Wise: And a perplexing Orson Welles as her tormentor and lover Edward Rochester. The film began as a radio play adapted by John Houseman for Welles' Mercury Theatre and was adapted again for the screen at 20th Century Fox using many of the same actors.
Legend has it that Welles was the one to suggest emphasizing the noir aspects of the film—filling the screen with shadows, fog and murky vistas—which preserved the more Gothic aspects of Charlotte Brontë's novel and saved the movie from the rosier, more traditional Hollywood approach to classics.
Werth: If only someone could have saved Welles' waistline.
Wise: Welles nails Rochester's brooding demeanor, although his plump, boy genius face seems entirely wrong for Brontë's haunted hero.
Fontaine has an easier time of it, using many of the same tricks she perfected in Hitchcock's Rebecca: mostly a lot of trembling and hesitating, although the ferocity and devotion expressed through her eyes is fantastic. Mercury regular Agnes Moorehead has a juicy turn as Jane's wicked aunt, and even an uncredited Elizabeth Taylor in her first screen appearance does a creditable job as Jane's sickly schoolfriend.

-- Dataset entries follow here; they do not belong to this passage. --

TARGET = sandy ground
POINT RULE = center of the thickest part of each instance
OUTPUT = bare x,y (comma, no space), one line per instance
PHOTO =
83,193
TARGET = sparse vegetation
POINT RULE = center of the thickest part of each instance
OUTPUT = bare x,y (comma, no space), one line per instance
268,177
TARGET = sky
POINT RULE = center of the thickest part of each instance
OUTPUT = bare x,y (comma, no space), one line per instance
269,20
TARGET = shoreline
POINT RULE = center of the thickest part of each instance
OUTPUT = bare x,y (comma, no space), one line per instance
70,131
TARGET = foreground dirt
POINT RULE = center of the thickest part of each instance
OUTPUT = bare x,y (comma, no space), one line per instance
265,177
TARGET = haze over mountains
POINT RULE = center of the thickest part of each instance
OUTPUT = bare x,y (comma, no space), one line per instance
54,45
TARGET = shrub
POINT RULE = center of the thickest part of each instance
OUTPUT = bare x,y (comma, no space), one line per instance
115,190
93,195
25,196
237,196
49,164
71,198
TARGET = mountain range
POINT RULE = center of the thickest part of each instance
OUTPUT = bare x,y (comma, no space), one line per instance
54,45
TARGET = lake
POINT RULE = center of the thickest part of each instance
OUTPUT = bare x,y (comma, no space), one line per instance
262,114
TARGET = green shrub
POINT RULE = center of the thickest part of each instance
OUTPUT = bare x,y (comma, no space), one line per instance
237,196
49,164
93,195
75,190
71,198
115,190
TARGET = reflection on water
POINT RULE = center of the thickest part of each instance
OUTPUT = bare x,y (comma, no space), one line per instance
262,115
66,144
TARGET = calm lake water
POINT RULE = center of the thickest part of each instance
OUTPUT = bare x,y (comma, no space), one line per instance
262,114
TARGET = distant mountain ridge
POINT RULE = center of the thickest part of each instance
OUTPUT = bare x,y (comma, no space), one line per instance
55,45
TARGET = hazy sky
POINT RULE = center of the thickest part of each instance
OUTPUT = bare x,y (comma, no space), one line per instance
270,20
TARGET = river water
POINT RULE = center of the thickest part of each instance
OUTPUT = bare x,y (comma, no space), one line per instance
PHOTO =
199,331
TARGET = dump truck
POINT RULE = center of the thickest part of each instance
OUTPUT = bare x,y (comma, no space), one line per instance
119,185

Werth: "These Kleenex have always brought me luck."
Wise: But it is Herrmann's score that really brings all these elements together, combining the sweeping romanticism of strings with frequent tumbles into dissonance. His music is both eerie and ecstatic, and the perfect compliment to the film.
Werth: I'm ecstatic that we get to see so many of Herrmann's film's on the big screen.
Wise: You have until November 3, to watch his best, and in the meantime we'll orchestrate plenty more Film Gab.